Useful Information, Bucharest
Romania's capital, the nation's centre of cultural and economic life, was founded more than 500 years ago and is a natural starting point for visits to the country. During the 1930's its tree-lined boulevards and "fin de siecle" architecture gave it the nickname "Little Paris". There is even an Arc de Triomphe on the impressive Soseaua Kisseleff which is longer than the Champs Elysees and has ranges of trees which flower beautifully in the spring.

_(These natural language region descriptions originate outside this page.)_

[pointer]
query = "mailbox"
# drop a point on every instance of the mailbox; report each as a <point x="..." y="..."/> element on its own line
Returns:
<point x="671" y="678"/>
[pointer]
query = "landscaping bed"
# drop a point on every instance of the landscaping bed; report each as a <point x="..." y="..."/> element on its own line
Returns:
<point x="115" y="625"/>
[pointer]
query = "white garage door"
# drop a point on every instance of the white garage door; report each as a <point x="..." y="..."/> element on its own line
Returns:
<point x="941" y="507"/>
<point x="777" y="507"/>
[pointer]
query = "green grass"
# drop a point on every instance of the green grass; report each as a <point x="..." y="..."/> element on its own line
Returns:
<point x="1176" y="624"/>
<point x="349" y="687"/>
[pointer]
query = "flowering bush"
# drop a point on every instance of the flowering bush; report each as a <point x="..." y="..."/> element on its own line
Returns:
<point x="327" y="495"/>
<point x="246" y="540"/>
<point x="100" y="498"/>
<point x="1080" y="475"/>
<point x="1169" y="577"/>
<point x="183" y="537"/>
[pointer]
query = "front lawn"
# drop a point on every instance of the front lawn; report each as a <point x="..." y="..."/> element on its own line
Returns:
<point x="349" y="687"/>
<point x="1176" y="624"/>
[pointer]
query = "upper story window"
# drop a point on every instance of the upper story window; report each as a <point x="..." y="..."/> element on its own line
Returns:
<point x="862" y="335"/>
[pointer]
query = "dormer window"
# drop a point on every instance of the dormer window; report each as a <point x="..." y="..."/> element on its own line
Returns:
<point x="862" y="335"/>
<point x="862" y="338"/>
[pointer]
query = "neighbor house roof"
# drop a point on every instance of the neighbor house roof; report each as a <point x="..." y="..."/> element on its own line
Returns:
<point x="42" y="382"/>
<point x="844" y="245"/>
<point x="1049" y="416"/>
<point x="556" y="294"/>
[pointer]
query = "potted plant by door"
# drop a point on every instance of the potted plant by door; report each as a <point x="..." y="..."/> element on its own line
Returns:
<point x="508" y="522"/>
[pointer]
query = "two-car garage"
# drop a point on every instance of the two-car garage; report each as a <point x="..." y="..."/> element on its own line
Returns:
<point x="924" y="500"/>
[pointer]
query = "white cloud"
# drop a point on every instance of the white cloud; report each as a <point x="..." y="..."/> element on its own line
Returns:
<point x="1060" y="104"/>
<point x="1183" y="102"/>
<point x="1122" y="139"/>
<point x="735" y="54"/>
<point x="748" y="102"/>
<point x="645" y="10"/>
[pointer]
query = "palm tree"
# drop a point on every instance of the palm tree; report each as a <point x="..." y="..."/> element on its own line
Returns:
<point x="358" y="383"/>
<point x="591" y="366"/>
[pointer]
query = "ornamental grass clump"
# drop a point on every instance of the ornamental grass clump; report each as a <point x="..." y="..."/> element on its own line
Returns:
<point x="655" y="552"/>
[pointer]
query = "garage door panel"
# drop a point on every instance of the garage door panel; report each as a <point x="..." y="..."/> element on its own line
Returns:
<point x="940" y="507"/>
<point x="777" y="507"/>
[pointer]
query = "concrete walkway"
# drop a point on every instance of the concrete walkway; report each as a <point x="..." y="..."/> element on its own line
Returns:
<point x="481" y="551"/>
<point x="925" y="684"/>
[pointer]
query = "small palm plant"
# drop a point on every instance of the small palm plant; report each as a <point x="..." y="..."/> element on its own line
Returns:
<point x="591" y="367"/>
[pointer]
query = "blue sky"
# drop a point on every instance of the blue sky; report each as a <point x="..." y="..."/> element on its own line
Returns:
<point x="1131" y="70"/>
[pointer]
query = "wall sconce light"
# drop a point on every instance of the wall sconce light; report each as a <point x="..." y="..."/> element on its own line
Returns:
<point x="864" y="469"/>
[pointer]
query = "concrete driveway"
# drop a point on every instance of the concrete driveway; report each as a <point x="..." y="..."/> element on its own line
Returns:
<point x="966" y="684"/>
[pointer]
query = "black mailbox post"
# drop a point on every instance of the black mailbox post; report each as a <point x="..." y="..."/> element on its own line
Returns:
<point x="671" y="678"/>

Despite the massive reconstruction of the 1980s, Bucharest remains a Garden City, leafy and pleasant, with cafes open on sidewalks in the summer, and with boats on its lakes and rivers. Finding your way is easy in Bucharest. The underground network offers a standard fare and covers most of the city. Major boulevards run North-South from the Arcul de Triumf (Triumphal Arch) down to the Centrul Civic (Civic Center), crossed by others going East-West. Calea Victoriei - a continuation of Soseaua Kisseleff - is the place where the city's inhabitants prefer taking strolls on summer evenings and where you will find majestic public buildings like the National History Museum and the main Post Office, whereas close to its Southern end there is the lovely Parcul Cismigiu (Cismigiu Park). Bulevardul (Boulevard) Magheru is parallel to Calea Victoriei and it hosts tourist and airline offices, cinemas and hotels. You will be intrigued by the city's eclectic mixture of architecture, from Curtea Veche, the remains of Prince Vlad Tepes 15th century palace - he was the city's founder as well as the inspiration for "Dracula", - to Orthodox Churches, Second Empire mansions, the stolid Stalinist architecture of the communist years and the colossal 6,000 room Parliament House, the second largest building in the world after the Pentagon.
Favorite thing: Wander around. Although Bucuresti is a large city, you can see a great deal of it on foot because so much of what a tourist probably wants to see is generally in the same area. Walk up and down the Calea Victoriei, walk over to the University, shop on B-dul M. Kogalniceanu. Visit Cismigiu and the Stavropoleos Church. Okay--take a taxi to the People's Palace and the Village Museum. But you do yourself a disservice if you don't simply wander the streets and discover such spots as strada Lipscani and so many others.
In the suburbs and little villages you find these small shops where they sell fruit, veg meat etc.
This is where you would go to get your fresh produce if you are self-catering
Fondest memory: This is Stefan the Great Boulevard, part of a ring highway surounding the center of Bucharest. The traffic here can be a bit hard.